Purpose
Overlap analysis makes it safer to combine information in multiple tables into an analytic data set by providing counts of overlapping key fields amongst pairs of tables. For example, if an analytic data set is being built to describe customers, it is useful to know whether the customer, account, and transaction tables that provide information about customers refer to the same customers.
Given a column name and a list of table names matched to a list of database names, the Overlap analysis determines the number of instances of that column which each pair-wise combination of tables has in common. The same can also be performed for multiple columns taken together.

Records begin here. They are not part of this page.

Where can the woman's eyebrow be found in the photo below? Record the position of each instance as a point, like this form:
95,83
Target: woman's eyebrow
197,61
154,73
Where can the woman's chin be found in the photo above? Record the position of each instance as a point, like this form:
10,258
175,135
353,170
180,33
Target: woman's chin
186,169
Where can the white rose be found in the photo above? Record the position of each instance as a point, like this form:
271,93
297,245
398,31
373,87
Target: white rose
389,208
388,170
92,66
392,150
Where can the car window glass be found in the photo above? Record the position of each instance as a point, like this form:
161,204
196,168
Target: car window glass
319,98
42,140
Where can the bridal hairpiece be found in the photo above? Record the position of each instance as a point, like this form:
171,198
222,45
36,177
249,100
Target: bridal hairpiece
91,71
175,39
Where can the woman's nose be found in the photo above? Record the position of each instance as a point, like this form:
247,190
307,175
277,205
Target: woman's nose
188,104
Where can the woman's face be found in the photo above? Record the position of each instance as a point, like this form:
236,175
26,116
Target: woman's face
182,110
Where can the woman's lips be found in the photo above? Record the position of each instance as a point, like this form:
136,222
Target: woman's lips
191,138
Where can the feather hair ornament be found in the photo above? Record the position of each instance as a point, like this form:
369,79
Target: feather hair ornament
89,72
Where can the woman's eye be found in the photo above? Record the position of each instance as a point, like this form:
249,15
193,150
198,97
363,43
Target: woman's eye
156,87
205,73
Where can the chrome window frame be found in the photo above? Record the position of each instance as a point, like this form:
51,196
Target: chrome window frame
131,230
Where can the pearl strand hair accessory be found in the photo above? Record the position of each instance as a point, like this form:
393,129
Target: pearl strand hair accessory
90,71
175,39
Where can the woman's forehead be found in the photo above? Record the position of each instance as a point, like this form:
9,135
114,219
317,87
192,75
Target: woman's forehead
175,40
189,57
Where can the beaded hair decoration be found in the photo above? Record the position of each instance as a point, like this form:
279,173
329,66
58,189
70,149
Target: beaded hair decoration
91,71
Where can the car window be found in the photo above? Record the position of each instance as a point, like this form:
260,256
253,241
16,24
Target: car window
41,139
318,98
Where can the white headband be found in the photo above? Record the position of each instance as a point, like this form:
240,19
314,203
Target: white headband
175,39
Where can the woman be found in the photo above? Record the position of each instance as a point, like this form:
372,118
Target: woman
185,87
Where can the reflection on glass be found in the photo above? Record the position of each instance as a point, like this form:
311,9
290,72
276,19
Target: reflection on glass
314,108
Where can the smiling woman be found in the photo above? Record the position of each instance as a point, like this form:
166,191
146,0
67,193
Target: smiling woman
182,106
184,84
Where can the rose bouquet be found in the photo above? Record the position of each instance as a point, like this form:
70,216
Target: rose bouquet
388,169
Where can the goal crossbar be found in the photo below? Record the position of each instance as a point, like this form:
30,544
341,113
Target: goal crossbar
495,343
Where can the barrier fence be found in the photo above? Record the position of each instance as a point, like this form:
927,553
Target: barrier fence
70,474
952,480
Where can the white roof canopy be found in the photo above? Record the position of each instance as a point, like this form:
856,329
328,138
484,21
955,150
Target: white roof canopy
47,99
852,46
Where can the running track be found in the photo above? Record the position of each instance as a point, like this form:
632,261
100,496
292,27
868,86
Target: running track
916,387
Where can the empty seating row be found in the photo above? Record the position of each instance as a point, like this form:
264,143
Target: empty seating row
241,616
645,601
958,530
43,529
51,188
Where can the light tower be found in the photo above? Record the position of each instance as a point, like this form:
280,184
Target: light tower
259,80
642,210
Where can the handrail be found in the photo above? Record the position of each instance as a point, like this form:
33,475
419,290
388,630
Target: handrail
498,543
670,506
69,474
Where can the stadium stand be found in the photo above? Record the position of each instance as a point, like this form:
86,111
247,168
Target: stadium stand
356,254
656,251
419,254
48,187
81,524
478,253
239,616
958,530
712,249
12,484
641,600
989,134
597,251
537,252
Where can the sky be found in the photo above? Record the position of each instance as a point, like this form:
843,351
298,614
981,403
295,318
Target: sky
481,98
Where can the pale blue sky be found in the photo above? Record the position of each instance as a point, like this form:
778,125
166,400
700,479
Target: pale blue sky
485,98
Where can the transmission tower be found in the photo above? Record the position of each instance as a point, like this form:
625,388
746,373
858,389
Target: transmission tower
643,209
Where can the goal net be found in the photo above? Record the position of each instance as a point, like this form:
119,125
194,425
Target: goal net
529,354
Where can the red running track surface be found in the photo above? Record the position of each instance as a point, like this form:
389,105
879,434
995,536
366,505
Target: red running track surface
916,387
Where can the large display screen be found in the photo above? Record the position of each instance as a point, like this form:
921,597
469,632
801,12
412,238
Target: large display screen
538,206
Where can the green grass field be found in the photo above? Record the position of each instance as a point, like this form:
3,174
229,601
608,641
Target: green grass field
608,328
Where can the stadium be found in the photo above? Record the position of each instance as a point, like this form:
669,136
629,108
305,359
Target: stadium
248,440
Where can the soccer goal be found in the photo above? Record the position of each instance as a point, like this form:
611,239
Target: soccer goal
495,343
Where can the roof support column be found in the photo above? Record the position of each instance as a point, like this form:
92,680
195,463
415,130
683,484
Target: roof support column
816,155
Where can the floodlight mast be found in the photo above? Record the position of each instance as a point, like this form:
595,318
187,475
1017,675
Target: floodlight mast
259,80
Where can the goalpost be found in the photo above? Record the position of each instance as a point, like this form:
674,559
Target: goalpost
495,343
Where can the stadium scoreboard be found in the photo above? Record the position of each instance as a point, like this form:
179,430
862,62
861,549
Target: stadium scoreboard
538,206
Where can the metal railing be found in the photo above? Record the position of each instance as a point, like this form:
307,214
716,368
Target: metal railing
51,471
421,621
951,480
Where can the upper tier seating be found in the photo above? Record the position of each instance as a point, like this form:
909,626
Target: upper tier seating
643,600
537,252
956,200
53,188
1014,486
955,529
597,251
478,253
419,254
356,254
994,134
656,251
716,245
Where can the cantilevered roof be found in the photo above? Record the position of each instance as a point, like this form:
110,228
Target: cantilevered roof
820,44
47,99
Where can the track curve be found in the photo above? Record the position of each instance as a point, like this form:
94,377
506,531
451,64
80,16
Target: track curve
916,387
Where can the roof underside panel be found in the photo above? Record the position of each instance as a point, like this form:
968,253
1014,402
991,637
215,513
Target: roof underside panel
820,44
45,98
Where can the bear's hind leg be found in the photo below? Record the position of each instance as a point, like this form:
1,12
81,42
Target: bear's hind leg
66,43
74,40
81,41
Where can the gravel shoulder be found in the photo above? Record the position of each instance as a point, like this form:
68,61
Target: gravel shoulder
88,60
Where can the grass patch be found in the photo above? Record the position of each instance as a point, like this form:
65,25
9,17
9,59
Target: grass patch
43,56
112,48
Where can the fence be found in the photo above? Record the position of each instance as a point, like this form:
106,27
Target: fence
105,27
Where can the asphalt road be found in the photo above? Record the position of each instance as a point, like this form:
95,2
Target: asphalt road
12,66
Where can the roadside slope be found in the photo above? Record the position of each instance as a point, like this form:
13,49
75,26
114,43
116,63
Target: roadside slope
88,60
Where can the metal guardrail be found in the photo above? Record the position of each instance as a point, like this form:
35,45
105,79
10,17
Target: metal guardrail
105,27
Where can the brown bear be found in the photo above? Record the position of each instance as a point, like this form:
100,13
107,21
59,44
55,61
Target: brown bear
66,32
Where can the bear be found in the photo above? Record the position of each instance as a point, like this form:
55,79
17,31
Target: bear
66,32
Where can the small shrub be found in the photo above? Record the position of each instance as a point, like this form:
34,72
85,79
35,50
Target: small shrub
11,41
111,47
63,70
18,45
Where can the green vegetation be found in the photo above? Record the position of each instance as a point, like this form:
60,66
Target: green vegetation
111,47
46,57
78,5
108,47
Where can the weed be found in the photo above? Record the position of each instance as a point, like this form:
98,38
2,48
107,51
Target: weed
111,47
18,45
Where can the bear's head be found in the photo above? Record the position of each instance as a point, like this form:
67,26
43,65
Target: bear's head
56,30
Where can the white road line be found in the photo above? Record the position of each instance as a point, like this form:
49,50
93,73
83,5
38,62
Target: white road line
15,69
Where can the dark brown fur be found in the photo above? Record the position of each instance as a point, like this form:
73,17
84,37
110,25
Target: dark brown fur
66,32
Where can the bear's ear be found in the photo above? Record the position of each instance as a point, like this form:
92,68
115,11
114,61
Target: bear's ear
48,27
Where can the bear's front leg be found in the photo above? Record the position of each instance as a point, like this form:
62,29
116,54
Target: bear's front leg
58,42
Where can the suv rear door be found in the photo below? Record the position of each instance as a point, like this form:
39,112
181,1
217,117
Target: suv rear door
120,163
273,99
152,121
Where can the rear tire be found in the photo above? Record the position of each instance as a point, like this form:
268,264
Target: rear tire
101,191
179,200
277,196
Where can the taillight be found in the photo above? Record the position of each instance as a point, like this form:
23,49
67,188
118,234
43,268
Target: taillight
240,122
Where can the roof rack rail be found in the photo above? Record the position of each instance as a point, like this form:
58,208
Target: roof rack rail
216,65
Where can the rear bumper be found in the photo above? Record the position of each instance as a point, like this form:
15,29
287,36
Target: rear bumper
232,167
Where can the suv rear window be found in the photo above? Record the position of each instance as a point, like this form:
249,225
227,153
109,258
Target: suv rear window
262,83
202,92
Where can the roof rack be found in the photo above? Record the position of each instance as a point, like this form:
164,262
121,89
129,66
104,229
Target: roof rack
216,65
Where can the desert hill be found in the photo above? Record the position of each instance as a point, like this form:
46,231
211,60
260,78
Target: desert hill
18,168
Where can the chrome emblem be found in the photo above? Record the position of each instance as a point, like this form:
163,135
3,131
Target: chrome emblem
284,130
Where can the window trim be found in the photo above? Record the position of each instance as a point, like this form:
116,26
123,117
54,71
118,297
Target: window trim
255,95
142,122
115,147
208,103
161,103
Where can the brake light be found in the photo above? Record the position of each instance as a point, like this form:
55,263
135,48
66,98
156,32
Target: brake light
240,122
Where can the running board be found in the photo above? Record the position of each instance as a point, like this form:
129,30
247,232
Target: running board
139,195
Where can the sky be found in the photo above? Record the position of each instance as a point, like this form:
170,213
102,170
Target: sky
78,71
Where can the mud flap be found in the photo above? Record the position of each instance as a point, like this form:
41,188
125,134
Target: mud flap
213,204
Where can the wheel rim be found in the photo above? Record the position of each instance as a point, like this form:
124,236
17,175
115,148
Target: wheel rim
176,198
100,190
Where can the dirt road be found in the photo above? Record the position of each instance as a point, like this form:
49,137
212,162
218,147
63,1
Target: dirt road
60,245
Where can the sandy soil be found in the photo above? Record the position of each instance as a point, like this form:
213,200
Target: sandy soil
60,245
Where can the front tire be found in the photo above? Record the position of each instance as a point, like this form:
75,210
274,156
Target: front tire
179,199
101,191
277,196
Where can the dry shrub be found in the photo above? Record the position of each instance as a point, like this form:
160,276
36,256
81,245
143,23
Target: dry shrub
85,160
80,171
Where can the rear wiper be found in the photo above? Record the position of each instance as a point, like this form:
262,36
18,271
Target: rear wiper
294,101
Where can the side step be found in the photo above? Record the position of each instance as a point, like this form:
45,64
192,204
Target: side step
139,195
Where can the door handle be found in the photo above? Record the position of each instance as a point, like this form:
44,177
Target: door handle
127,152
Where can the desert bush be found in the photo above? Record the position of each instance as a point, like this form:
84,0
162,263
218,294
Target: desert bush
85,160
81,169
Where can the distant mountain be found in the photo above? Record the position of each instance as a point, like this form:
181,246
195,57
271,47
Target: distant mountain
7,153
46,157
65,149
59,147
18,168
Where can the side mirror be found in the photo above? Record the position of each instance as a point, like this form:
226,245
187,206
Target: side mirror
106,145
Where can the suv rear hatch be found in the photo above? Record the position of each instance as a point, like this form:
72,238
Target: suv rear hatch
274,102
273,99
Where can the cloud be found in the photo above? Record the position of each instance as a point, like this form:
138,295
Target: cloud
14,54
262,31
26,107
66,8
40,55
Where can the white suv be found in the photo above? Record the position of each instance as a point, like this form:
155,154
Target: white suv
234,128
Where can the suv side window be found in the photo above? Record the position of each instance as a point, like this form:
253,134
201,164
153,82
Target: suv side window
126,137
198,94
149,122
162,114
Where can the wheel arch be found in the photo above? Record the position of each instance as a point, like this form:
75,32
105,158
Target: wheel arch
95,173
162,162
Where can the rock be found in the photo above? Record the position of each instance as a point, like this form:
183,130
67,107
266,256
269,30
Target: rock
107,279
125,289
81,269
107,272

An Overlap analysis can process any data type that can be compared except those containing byte data.
Syntax
call twm. td_analyze('Overlap','database=twm_source,twm_source;tablename=twm_customer,twm_customer_analysis;columns={cust_id},{cust_id};');Required Parameters
- columns
- The key columns to match and count. For each table, one or more column names should appear in braces. All pairs of braces should, however, have the same number of columns in them. For example, if tablename=twm_customer,twm_customer_analysis, the columns parameter would be columns={cust_id},{cust_id}. If the key contained two columns, the parameter might look like columns={cust_id,tran_id},{cust_id,tran_id}. The key columns might have different names in different tables, so the column names in the braces could differ.
- database
- The database or databases containing the table or tables to analyze.
- Overlap
- The Overlap parameter:
- Is required
- Must be the first parameter
- Is always enclosed in single quotes
- tablename
- The table or tables containing the columns to analyze. For example, tablename=t1,t2,t3 indicates three tables (t1, t2, and t3) are to be analyzed. The number of databases in the database parameter and the number of tables in the tablename parameter must be the same.
Examples
These Overlap examples assume the td_analyze function is installed in a database named twm.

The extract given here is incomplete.